I feel as though I should die to make up for it. Maybe she doesn't want to see me again. Maybe seeing me again would ruin her happy reunion with her family. It sounds nice, dying to make up for it. I feel guilty, and death feels appropriate. It doesn't help that dying now would be a simple task. Is drowning better than starving? In the freezing cold, is death easier?

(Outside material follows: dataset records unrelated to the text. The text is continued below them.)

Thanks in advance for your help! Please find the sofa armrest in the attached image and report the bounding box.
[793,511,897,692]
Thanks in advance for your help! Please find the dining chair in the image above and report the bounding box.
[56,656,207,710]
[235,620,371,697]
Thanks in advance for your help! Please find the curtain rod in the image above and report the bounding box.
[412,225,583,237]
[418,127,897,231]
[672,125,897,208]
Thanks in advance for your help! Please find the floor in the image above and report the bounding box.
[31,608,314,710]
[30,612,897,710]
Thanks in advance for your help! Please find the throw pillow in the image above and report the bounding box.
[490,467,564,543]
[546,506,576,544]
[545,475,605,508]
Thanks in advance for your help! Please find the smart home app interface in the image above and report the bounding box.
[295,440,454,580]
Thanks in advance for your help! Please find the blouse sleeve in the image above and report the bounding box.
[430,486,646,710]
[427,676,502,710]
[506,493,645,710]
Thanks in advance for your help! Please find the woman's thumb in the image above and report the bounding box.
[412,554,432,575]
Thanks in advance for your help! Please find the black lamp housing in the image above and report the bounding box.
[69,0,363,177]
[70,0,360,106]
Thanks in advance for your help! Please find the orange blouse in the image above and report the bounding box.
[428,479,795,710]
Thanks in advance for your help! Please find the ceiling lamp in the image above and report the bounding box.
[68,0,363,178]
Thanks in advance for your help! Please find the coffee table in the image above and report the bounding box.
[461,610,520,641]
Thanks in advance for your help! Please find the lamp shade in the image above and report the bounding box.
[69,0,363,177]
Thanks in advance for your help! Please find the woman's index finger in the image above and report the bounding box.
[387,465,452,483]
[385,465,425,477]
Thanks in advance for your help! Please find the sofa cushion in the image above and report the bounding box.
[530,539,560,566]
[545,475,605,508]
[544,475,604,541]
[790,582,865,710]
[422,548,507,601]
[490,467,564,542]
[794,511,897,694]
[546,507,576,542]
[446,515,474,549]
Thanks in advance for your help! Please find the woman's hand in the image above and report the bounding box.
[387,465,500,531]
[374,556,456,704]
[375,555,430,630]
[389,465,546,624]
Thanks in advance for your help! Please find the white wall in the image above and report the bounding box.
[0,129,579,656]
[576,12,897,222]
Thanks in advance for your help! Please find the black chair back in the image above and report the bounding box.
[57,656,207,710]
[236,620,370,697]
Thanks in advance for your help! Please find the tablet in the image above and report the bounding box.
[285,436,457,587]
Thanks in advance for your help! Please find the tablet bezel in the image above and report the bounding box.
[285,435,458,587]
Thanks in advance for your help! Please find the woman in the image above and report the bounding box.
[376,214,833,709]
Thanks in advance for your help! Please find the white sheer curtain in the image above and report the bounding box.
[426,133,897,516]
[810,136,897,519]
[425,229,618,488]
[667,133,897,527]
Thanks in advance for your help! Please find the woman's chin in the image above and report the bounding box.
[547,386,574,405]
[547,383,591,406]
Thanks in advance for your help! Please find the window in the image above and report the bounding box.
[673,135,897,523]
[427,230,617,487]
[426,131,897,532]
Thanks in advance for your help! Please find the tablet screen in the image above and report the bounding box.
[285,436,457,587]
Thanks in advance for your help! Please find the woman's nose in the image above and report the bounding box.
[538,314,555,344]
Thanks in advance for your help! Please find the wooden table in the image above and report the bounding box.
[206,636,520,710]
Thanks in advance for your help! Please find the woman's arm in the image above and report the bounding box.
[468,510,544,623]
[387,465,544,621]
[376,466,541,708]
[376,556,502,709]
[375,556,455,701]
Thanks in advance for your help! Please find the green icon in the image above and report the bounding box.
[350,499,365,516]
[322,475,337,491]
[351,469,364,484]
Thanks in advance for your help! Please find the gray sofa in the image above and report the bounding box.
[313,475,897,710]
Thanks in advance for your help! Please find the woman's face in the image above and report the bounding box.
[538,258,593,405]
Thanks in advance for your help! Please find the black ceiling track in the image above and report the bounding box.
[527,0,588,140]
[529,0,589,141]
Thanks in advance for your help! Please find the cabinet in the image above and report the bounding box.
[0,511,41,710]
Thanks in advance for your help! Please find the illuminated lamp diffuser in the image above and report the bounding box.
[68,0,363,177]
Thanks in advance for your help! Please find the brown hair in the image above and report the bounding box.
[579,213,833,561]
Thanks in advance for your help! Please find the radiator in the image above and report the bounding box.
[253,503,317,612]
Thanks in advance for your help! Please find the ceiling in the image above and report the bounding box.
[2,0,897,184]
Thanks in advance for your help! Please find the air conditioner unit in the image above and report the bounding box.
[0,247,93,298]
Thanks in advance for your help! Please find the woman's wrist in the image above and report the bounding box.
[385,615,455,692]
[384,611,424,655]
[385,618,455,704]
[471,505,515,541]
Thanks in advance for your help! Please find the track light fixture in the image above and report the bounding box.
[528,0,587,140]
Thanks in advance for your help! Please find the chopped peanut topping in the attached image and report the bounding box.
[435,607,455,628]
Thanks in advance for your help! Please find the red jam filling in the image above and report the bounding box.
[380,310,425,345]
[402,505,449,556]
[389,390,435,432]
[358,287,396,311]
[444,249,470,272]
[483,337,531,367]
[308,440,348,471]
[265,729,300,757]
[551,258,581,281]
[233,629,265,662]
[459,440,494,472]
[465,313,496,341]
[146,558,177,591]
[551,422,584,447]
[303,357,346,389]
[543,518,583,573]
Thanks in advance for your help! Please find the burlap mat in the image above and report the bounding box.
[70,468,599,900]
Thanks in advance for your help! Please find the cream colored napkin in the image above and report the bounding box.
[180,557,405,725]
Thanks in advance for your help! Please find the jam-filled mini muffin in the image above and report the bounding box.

I thought I would lose these thoughts now that I've left my home and grown up some. I guess not. If I fall asleep here, and if I die, I'd be all right with that. That would be the easiest of deaths, right?


The fog lifts and the sunlight peeks through the gray veil of clouds. It shines over the waxy red leaves that have gathered about me. The bark of the tree is cool and moist with dew--my hair also. This scene is too pleasant for me. In the distance, I can make out the vague silhouettes of tall buildings--much like the submerged towers of the town previous, except they appear better maintained. Probably, the city is inhabited.

This means, of course, another day on the road. This means, also, that I should have led that girl out of that decrepit little room. She could have lived. I kick up my rusting bike and roll it alongside me, as I traipse toward that little town. I allow her memory to weigh down my footsteps. Life goes on. And I will let it.